Totally sensible. My question would be, is the proper way to decline answering, to just say, “I’m invoking executive privilege. That’s for the president to reveal, not me.” OR, was his response appropriate and it was the committee out of line trying to get him to either answer, or claim executive privilege?
His response was correct. Step 2 is in the final comment of the Chair, he asked that Sessions consult with the President about whether he can provide answers on those topics and submit them in writing.
Is there another specific mechanism he can use (other than E.P.) to refuse to answer?
Bunches, he can refuse to share confidential info (though they could move to a closed session on this one), info about active investigations, personal information about investigated persons, privileged information (based on other privileges), and if you believe the validity of Lois Lerner he could assert the fifth (I still say that was wrongly decided, as the records withheld were government records).
Is there ANY legal compulsion to answer once agreeing to testify before such a committee?
My understanding is yes, unless a basis for not answering exists.
Which again is a long standing policy of the executive branch that Congress is fully aware of.
Again, is this… umm… “legal cover” for refusal to answer?
This is about the separation of powers. The Executive branch is entitled to not share its internal deliberations with the Legislative Branch. The SC has upheld this. The idea is really simple, the President is entitled to get the best advice of his advisers not the advice they feel safe giving subject to Congressional subpeona.
Or am I conflating this committee too closely to a trial? Is there such a thing as being held in contempt or being charged with obstruction regarding a congressional investigation?
It's like a trial, though there is no accused. You can hold someone in contempt, but then to enforce it they generally have to go through the courts and the courts respect the exclusions.
Was this it? Shouldn’t it be a statute or written policy or law that outlines just that? His explanation boiled down to it being a tradition. Sure, fair, I even agree with that tradition. But shouldn’t it be codified for just such a situation?
His explanation expressly stated that it was the principal of executive privilege, the demand for the Justice department's written policies (if any) is a red herring. The written policies would be an interpretation of the privilege but an independent determination that privilege applies would always overrule the written rules. It's just a silly attempt by Congress to claim that the "policy" is being violated, when they know its the principal that controls.

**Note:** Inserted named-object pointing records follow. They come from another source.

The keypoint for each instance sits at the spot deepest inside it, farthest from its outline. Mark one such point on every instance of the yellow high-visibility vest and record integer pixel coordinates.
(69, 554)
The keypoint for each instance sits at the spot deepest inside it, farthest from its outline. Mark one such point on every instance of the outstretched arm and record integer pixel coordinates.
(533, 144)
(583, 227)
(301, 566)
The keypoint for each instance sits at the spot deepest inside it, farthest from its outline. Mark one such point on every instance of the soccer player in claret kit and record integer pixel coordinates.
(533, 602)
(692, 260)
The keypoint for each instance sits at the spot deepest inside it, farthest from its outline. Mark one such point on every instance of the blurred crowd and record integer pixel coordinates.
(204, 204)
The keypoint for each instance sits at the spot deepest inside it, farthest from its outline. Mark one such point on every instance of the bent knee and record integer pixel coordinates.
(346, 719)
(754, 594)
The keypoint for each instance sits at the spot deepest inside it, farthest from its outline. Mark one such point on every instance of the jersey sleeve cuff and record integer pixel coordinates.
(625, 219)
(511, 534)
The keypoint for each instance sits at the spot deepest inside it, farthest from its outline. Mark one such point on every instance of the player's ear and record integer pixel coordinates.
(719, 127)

In any event, Congress is completely empowered to follow up on those questions at which time the President will either have to assert the privilege (or another one) or allow the questions to be answered. In person hearings are characterized by "surprise" questions, which is the exact circumstance under which the President can't provide real time guidance, meaning the errors all have to go in favor of protecting the privilege
at that time.
I know things get murky in politics, but I thought our system self policed itself against either wrong doing and fishing expeditions better than this.
There is no protection against Congressional fishing expeditions or grandstanding, or did you miss the hearings on steriod abuse in professional baseball?
Sessions has no authority to waive the privilege therefor he has no choice but to decline to answer, exactly as other executive officers have done in the past.
That seems to be the answer I needed if correct. The committee was in error trying to press him to “invoke executive privilege” or answer. Black or white.
They knew he couldn't answer before they asked the question. The point of the question was to demonstrate that they were being hard on Sessions and obtain soundbites of him not answering so they could claim stonewalling.
I don't think he was asked to show this policy in writing.
He was. On multiple occasions. Big part of what led to my fuzziness on this topic.
My mistake, though it is
very important to note that the "policy" he was asked to provide is not the basis for the exemption. Whether or not it covers directly any situation doesn't answer the question of whether privilege exists, and members of the executive branch would be required not to answer if in their judgement it could exist.
He was pressed hard to explain what it was, and how it shielded him from answering. It was several times woven in to opportunities for him to reconsider whether he was invoking executive privilege. So, proceduraly(?) it seemed they were calling his answer illegitimate and obstructionist. Once characterizing it as stonewalling.
Which was the point of asking some of the questions. I thought Harris was particularly bad on this point, but that makes sense because she's trying to generate sound bites for her political career. Heck she was trying, again, to force the Chair to correct her for not letting the witness respond so she can tie into the "nevertheless, she persisted" meme.
If he knew, Sessions would have had no problem conveying that such answers were privileged.
This assumes that ambiguity does not play into the executive strategy regarding these investigations.
There is ambiguity. Your confused because the Senators want you to be confused. If they want the answers they can demand them in writing from Sessions and/or the DOJ and the President will decide to invoke the privilege or not. Getting them live from Sessions before that consult happens is the problem. Nothing - at all - stops them from forcing the President to make a decision on this, they just want you to believe it does so they can claim to be "stonewalled."